WPP, the Largest Global Advertising Group, Settles FCPA Charges with SEC for $19.2 Million (Part I of III)
After a long hiatus, the SEC announced a settlement with WPP plc, the world’s largest advertising group, for FCPA violations in India, China, Brazil and Peru for $19.2 million. The SEC’s resolution charges WPP with violations of the anti-bribery, books and records and internal accounting controls provisions of the FCPA.
The Justice Department’s investigation of WPP appears to be ongoing.
WPP has dual headquarters, in London and New York City, and operates through a large network of subsidiary agencies in numerous international locations, referred to as “Networks.” In a number of cases, WPP acquired small, localized agencies in high-risk markets, such as India, China and South America that were previously owned by the local agencies’ founders.

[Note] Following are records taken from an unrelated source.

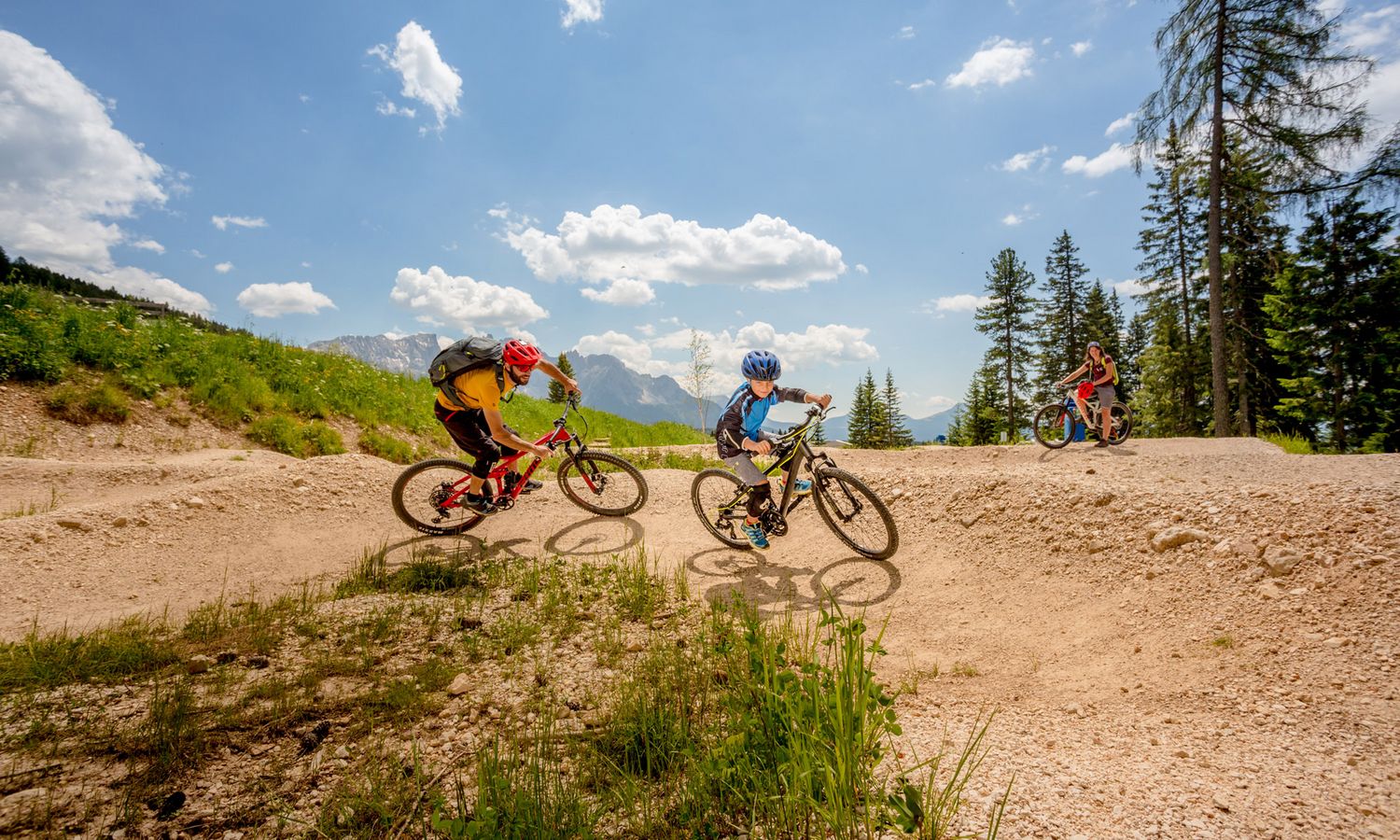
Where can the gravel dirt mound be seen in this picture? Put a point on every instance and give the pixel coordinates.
(1181, 637)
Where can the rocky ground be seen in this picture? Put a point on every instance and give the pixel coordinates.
(1179, 637)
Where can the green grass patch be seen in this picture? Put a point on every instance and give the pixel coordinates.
(1293, 444)
(235, 378)
(84, 405)
(122, 651)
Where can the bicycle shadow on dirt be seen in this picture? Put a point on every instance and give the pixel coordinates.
(1088, 451)
(462, 548)
(595, 535)
(775, 588)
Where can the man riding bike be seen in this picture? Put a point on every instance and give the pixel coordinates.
(476, 425)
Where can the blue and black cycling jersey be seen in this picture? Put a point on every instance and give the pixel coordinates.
(742, 417)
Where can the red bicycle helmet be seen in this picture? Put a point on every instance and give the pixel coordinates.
(521, 353)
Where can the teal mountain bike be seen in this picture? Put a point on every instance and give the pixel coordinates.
(848, 507)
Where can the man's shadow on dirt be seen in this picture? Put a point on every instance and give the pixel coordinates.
(773, 590)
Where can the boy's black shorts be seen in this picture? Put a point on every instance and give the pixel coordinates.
(472, 434)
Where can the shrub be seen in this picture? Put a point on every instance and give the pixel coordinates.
(86, 405)
(385, 445)
(293, 437)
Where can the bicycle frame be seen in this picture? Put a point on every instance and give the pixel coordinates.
(791, 448)
(559, 437)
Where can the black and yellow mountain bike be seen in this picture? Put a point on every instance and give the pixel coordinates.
(848, 507)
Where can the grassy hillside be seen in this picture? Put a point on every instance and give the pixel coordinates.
(279, 395)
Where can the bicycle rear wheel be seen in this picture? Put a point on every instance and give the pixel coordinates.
(1053, 426)
(851, 510)
(720, 500)
(428, 497)
(602, 483)
(1122, 419)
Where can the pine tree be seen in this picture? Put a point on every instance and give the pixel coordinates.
(1130, 360)
(896, 434)
(980, 420)
(861, 420)
(1270, 66)
(556, 391)
(1254, 246)
(1336, 328)
(1060, 325)
(1007, 319)
(1172, 249)
(1100, 324)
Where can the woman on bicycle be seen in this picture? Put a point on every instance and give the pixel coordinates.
(739, 433)
(1099, 366)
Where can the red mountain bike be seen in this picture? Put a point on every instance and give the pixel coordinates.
(430, 495)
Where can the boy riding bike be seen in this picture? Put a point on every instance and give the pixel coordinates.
(739, 433)
(473, 417)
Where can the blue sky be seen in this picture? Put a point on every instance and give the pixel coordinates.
(825, 179)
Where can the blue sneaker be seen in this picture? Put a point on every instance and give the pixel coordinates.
(756, 538)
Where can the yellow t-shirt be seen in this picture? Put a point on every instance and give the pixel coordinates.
(478, 389)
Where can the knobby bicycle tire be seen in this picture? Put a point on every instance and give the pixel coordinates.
(588, 464)
(1046, 413)
(420, 498)
(710, 489)
(840, 497)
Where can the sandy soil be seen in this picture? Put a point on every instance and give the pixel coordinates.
(1181, 637)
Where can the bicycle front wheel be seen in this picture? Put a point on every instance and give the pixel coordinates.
(1122, 420)
(602, 483)
(428, 497)
(720, 500)
(1053, 426)
(851, 510)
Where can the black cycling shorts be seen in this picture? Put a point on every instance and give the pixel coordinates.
(472, 434)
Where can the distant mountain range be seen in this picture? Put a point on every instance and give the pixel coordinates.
(608, 384)
(403, 355)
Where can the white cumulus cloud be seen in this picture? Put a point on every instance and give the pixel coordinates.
(1123, 122)
(468, 304)
(1025, 160)
(425, 75)
(223, 221)
(957, 302)
(581, 11)
(623, 293)
(1131, 287)
(67, 176)
(1116, 157)
(621, 244)
(665, 355)
(274, 300)
(1000, 61)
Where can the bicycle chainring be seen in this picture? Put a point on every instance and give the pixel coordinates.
(773, 523)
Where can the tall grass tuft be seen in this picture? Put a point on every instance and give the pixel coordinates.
(523, 792)
(120, 651)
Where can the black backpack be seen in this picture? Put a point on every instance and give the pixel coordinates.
(468, 355)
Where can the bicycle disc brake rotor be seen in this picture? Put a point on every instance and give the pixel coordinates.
(440, 496)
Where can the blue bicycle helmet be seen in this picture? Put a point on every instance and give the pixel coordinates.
(761, 364)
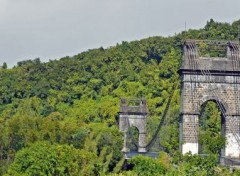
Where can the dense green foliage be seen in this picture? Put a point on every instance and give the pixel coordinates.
(60, 117)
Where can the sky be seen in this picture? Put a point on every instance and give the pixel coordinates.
(51, 29)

WPP’s shares (ADRs) are registered with the SEC and traded on the New York Stock Exchange.
WPP implemented an aggressive growth strategy that included acquiring a number of local agencies to build a global network of advertising capabilities, including emerging markets. In executing this aggressive growth strategy, WPP failed to ensure that its accounting controls and compliance policies were appropriately expanded to mitigate expansion of its business in these high-risk markets. Instead, as detailed in the factual statement, WPP deferred to the local CEO and founders of the acquired entities to exercise autonomy and influence over the local operations.
WPP founder Martin Sorrell was the CEP during much of the bribery conduct and aggressive acquisition activity. WPP operates in over 100 countries and currently owns or controls 2,241 companies.
In a number of cases, WPP established financial incentives for the local agency former CEOs to hit certain revenue targets in order to receive deferred payments under the acquisition agreements.
As a result, WPP failed to respond to repeated warnings of corruption or control failures at these subsidiaries. Even after receiving multiple complaints about ongoing bribery schemes, WPP failed to respond by ensuring proper investigations were conducted to determine whether the allegations raised in the complaints were true. In one stark example, WPP’s India subsidiary continued to bribe local government officials to secure government contracts despite the fact that WPP had received seven separate anonymous complaints reporting the bribery conduct.
As outlined in the SEC’s Administrative Order, WPP engaged in several bribery schemes involving subsidiaries in India, China, Brazil and Peru. These schemes will be described in greater detail in Parts II and III of this posting.
In India, WPP’s Indian subsidiary paid millions of dollars in bribes through intermediaries to Indian officials to secure government business. In China, WPP’s subsidiary paid a vendor to secure a favorable tax finding, resulting in significant tax savings to WPP’s subsidiary. In Brazil, WPP’s subsidiary made improper payments to alleged vendors to secure government contracts. And, finally, WPP’s Peruvian subsidiary acted as an intermediary for a local construction company to funnel bribes to fund a political campaign for the Mayor of Lima, Peru.
Under the SEC’s Order, WPP agreed to pay disgorgement of $10,114,424.86 plus prejudgment interest of $1,110,234.68 and a civil money penalty in the amount of $8,000,000.
In resolving the enforcement action, the SEC credited WPP’s cooperation and remediation. WPP’s cooperation included sharing facts developed in the course of its own internal investigations and forensic accounting reviews, translating key documents, and making current and former employees located abroad available for interviews.
WPP’s remediation included (i) terminating senior executives and other employees involved in the misconduct and separating from employees with supervisory responsibilities over the misconduct; (ii) strengthening and expanding its global compliance, internal investigations, risk and controls functions, including the creation of 36 new positions globally; (iii) enhancing its internal audit function; (iv) creating Network risk committees to prevent, detect, and remediate corruption risk; (v) conducting global, annual compliance risk assessments; (vi) conducting proactive reviews of remaining entities in Brazil, China, and India; (vii) streamlining businesses and back-office functions, including the merger of local networks into a smaller number; (viii) enhancing the procedures for engagement of third parties; and (ix) enhancing training provided to employees regarding anti-corruption, controls, and compliance issues.